Porpino e Tibúrcio (2007) ressaltam a necessidade e a importância da experiência do dançar como parte dos saberes necessários à atuação do professor que vai ensinar dança. As autoras partem da premissa de que todo o conhecimento é inaugurado pela percepção e pela presença no mundo, repleto de sentidos. Elas consideram que a sensibilização deve fazer parte integrante dos saberes do professor para o ensino da dança, afinal “não se basta somente nas suas vivências pessoais com o dançar, mas em um território mais amplo em que se faz necessário recuperar as relações sensíveis com o mundo que o cerca, atentando para seus cheiros, sonoridades, visibilidades, gostos e contatos” (2007, p. 150).

O professor, educador ou facilitador de dança, independentemente da designação que receba, possui um papel relevante perante os educandos/alunos. Talvez a primeira ou mais importante atitude a ser pensada/tomada é recebê-los como são e não como gostaria que fossem. A aula de dança, seja ela em um espaço formal ou não formal de aprendizagem, é um momento de entrega, de permissão, de desfrute, de êxtase e de catarse. Colocar-se diante de um grupo de pessoas para ensinar ou facilitar dança exige a compreensão de que esses seres envolvidos na/com a dança são corpos vivos e que não foram programados somente para imitar, para repetir ou simplesmente para reproduzir gestos e movimentos que são significativos para quem ensina ou transmite.

Estabelecer uma relação educativa entre os envolvidos no processo é o primeiro passo para quem pretende ou já ensina dança. Para que essa relação aconteça, é importante que se crie um ambiente favorável às múltiplas interações, evidenciando as condições e potencialidades de cada envolvido, interferindo positivamente e favorecendo “na evolução de fatos, conceitos, procedimentos, valores e atitudes, para então, promover a formação de pessoas sensíveis e aptas a se adequar às inúmeras situações que a vida lhes apresentar” (VERDERI, 2009, p. 73).
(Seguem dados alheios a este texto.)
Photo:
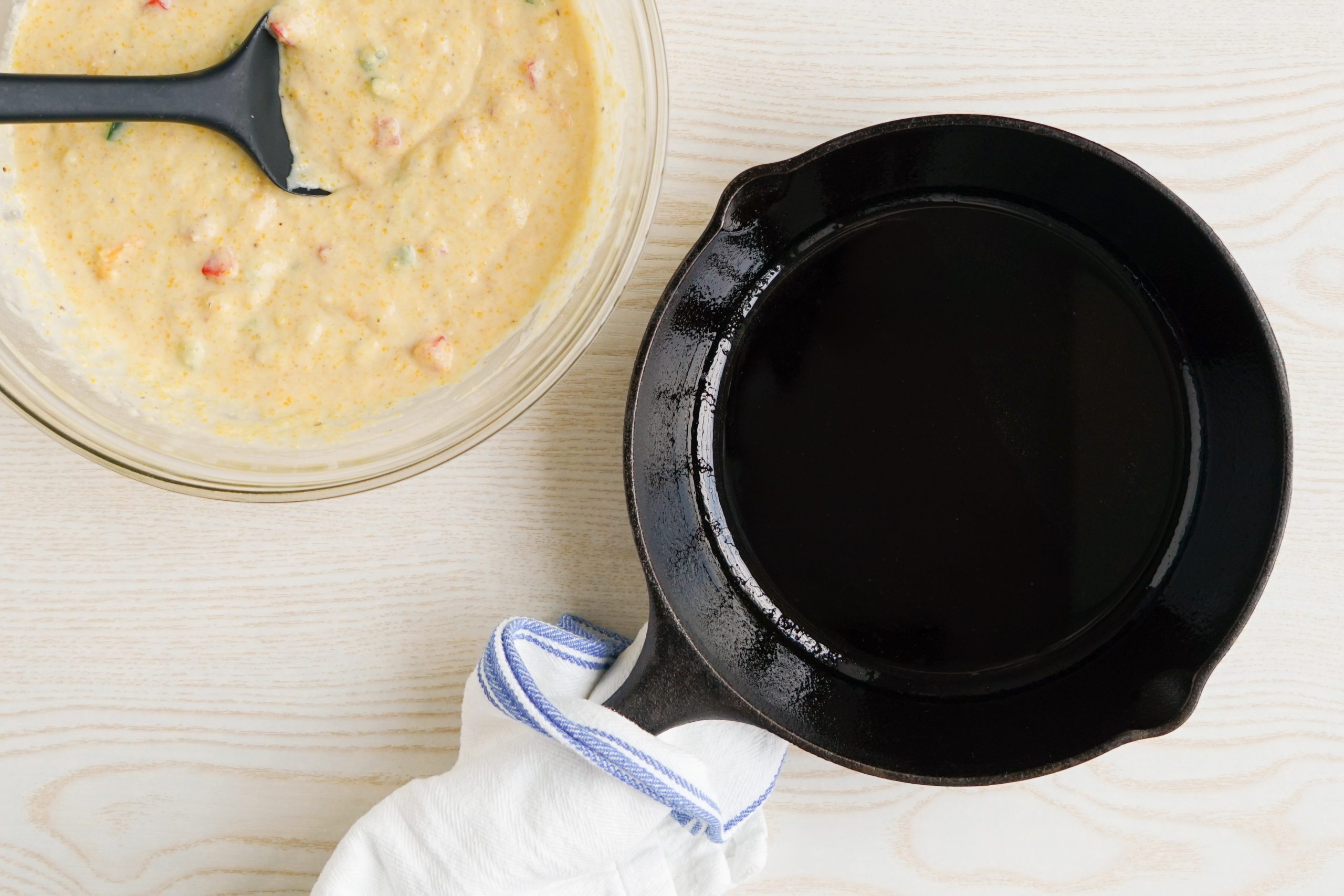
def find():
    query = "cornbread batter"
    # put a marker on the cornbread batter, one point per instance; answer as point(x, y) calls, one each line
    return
point(460, 139)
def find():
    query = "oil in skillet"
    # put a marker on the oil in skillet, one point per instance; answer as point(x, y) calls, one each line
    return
point(952, 437)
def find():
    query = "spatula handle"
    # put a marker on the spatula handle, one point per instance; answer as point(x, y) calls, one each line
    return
point(201, 99)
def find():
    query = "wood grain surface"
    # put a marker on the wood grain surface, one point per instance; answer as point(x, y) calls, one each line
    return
point(200, 698)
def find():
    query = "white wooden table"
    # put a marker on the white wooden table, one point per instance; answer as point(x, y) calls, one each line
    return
point(200, 698)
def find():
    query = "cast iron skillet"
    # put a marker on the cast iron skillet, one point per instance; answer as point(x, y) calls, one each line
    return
point(719, 649)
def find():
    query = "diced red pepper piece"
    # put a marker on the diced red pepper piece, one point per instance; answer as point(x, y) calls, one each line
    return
point(435, 352)
point(219, 267)
point(534, 69)
point(281, 34)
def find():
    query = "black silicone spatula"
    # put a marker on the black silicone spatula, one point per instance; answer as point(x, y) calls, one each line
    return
point(239, 99)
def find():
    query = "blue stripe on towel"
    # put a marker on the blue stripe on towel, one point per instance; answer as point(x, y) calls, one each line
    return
point(510, 687)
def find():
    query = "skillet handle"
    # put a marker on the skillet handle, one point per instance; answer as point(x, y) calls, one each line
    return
point(671, 684)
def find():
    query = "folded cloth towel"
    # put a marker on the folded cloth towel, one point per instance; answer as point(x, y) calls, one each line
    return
point(555, 794)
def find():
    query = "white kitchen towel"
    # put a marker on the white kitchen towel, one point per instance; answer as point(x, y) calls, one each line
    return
point(555, 794)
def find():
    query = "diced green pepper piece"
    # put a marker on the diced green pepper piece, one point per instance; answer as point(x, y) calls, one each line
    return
point(370, 58)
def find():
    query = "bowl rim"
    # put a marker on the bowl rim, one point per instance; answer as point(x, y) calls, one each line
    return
point(651, 30)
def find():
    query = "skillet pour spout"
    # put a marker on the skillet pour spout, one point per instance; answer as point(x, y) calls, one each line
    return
point(904, 671)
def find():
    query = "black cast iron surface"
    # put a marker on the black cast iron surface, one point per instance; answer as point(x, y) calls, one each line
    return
point(721, 648)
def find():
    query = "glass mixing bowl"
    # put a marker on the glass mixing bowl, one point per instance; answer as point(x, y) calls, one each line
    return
point(429, 429)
Portanto, seja qual for a designação empregada ao profissional que atue com a dança é fundamental que ele não se limite apenas a suas experiências pessoais com o dançar, mas que seja capaz de habitar territórios amplos, ainda não habitados, ainda não sentidos e percebidos, que seja capaz de mergulhar nas relações sensíveis com o mundo, experimentando ruídos, cheiros, imagens, superfícies, toques e contatos. Existe um espaço amplo a ser explorado, percebido e sentido, e a condição de educar requer que essas sensibilidades possam ser o pano de fundo para ações educativas e não o seu empecilho.